La mujer iba sentada del lado contrario a mí, en el asiento trasero; bien derechita, con sus manos entre las piernas como si estuviera rezando a escondidas.

-Ay que calor hace, y con esta cosa, peor.

-Sí, pero ya las cosas se van calmando ¿No? El otro día fui al Oxxo y nadie traía cubrebocas.

- ¿Usted siempre lo trae puesto?

- Cuando voy solo, no; pero en cuanto subo a un cliente, me lo pongo.

- Pues sí. Sólo dios sabe cuándo va a acabar esto.

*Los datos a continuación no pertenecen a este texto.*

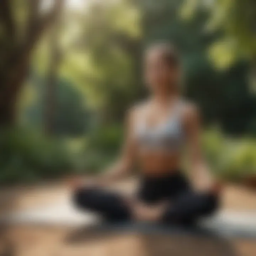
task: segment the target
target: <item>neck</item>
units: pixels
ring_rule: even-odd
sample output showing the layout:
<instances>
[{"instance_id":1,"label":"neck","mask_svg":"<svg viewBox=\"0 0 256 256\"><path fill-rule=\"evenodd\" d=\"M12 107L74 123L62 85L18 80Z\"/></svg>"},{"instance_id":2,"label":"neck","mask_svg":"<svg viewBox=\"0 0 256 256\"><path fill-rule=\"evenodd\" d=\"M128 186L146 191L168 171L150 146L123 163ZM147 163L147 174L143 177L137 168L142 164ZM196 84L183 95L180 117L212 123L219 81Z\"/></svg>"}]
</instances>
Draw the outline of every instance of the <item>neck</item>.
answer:
<instances>
[{"instance_id":1,"label":"neck","mask_svg":"<svg viewBox=\"0 0 256 256\"><path fill-rule=\"evenodd\" d=\"M161 93L155 94L153 97L153 100L156 102L161 104L170 103L170 101L175 100L178 97L177 93Z\"/></svg>"}]
</instances>

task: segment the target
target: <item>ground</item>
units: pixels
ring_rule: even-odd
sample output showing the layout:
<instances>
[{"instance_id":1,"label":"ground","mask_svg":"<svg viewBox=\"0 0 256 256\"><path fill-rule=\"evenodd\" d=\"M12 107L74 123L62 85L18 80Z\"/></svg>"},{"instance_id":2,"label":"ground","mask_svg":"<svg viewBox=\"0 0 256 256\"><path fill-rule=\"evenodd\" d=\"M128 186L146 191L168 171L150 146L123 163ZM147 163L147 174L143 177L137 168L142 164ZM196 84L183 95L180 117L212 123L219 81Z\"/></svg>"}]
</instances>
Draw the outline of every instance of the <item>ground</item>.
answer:
<instances>
[{"instance_id":1,"label":"ground","mask_svg":"<svg viewBox=\"0 0 256 256\"><path fill-rule=\"evenodd\" d=\"M134 180L127 180L113 186L112 188L121 192L129 193L132 191L135 183ZM65 184L62 182L3 188L0 191L0 211L3 213L52 204L70 193ZM223 207L236 210L256 211L255 191L237 185L227 185L223 192ZM90 242L82 241L74 244L68 242L66 239L67 236L74 230L64 227L19 225L5 228L3 227L1 231L1 256L151 256L155 255L160 256L159 252L154 254L154 252L160 244L162 245L162 250L167 245L169 247L172 246L172 249L174 246L176 246L175 255L192 256L195 249L198 250L200 248L199 251L202 252L204 246L208 246L209 248L211 246L212 249L209 249L207 254L211 255L209 252L213 252L213 249L217 248L214 245L211 245L209 241L205 240L202 241L196 238L178 238L177 239L175 236L172 238L171 241L168 237L168 242L164 245L162 243L166 240L166 238L153 239L149 237L138 238L130 234L105 235L103 239L95 239ZM159 241L157 242L158 240ZM236 239L229 242L232 249L238 255L256 255L255 241ZM177 247L178 242L181 243L181 246ZM186 246L182 246L183 244ZM177 251L176 247L183 251ZM166 251L168 250L165 249ZM162 255L165 255L163 253ZM195 255L201 255L197 251ZM218 255L220 254L218 253Z\"/></svg>"}]
</instances>

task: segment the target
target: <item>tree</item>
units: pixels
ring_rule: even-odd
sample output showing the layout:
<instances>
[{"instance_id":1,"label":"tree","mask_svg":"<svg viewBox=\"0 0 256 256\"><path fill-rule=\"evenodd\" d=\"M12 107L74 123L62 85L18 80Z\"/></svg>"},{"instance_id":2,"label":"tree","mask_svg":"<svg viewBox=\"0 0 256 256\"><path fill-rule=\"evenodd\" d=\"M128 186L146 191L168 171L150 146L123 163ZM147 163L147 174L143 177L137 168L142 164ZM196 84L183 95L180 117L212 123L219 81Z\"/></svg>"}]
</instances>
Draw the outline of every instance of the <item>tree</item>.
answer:
<instances>
[{"instance_id":1,"label":"tree","mask_svg":"<svg viewBox=\"0 0 256 256\"><path fill-rule=\"evenodd\" d=\"M209 14L205 32L220 35L212 44L211 59L217 67L225 68L241 58L255 65L256 60L256 1L255 0L186 0L183 18L190 18L203 9Z\"/></svg>"},{"instance_id":2,"label":"tree","mask_svg":"<svg viewBox=\"0 0 256 256\"><path fill-rule=\"evenodd\" d=\"M44 13L42 2L42 0L0 1L0 126L14 123L17 98L29 71L32 50L63 1L55 0Z\"/></svg>"}]
</instances>

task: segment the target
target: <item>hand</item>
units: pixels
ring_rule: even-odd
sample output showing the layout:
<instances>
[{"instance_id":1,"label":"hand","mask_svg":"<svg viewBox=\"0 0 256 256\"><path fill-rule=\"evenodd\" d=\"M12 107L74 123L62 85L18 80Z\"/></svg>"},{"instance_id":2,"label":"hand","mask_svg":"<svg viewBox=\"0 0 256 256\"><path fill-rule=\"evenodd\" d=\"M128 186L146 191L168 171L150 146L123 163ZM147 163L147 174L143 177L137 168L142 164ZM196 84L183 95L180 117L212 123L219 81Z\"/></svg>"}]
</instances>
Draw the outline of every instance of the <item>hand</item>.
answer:
<instances>
[{"instance_id":1,"label":"hand","mask_svg":"<svg viewBox=\"0 0 256 256\"><path fill-rule=\"evenodd\" d=\"M149 206L137 201L132 208L133 215L136 220L154 222L161 218L166 208L166 203Z\"/></svg>"}]
</instances>

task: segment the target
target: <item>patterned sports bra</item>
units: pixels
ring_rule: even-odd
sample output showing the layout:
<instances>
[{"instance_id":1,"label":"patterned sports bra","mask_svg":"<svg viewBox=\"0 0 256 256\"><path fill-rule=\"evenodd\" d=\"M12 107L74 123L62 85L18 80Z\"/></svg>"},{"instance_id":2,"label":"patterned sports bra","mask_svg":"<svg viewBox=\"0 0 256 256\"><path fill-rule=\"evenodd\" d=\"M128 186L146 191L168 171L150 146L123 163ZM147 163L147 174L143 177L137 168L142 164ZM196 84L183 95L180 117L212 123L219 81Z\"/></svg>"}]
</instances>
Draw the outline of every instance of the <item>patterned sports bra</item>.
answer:
<instances>
[{"instance_id":1,"label":"patterned sports bra","mask_svg":"<svg viewBox=\"0 0 256 256\"><path fill-rule=\"evenodd\" d=\"M139 145L150 151L179 151L185 137L181 123L182 106L182 102L178 102L167 121L156 127L147 127L145 120L138 122L135 133Z\"/></svg>"}]
</instances>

La mujer iba sentada del lado contrario a mí, en el asiento trasero; bien derechita, con sus manos entre las piernas como si estuviera rezando a escondidas. Era una mujer robusta, con pelo corto, rizado y pintado de rojo; de estatura baja, con una boca grande y ojos cafés y delineados. Recuerdo que traía una blusa azul turquesa con estampado blanco de esos patrones orientales, como de mandala; y unos mallones negros. No llegué a ver su calzado, pero seguramente traía unos zapatos de piel negros con un tacón bajo.

- ¿Va a bailar?

- No, no. Eso no es lo mío. No, no. Tengo dos pies izquierdos.

Me dijo con una risa de sorpresa, y avergonzándose seguidamente.

- Voy a comprarle un juguete a mi niño, aquí al mercado que se pone en frente de la biblioteca. Uno de esos muñecos de acción que traen su avión o su moto o no se qué.

Para cuando me decía esto, ya comenzaba a liberar sus brazos para hacer expresivos gestos de cuestionamiento respecto al juguete. Como si intentara ahuyentar a una mosca que a su vez intenta comer el exquisito migajón de tortilla que está enredado en el cabello de la señora.

Voy con los ojos al frente, sobre Enrico Martínez para girar en Emilio Donde. La cumbia está a todo volumen. El semáforo se pone en rojo. Me giro para admirar a los señores y señoras vestidas con sus mejores prendas, moviéndose en parejas como estatuas firmes y ligeras que imitan el vaivén del mar.

- ¡Ay no! ¡Hay un perro intentando cruzar la calle, lo van a atropellar!

El perro se movía nervioso hacia adelante y hacia atrás; intimidado por la complejidad y el poder que lo rodeaba. Delgado, con hocico afilado como de galgo, pero con el cuerpo común de un perro callejero. Los autos se mueven velozmente, casi como si fueran un mismo auto; enorme y largo. Los pilotos tocan desesperados el claxon, locos, pero también impotentes y culpables por no atreverse a frenar y así convertirse también en una presa del rugido grupal, agudo y metálico.

Un chillido quemado, un golpe seco y un alarido frágil.

- Serían sesenta y cinco pesos, de favor.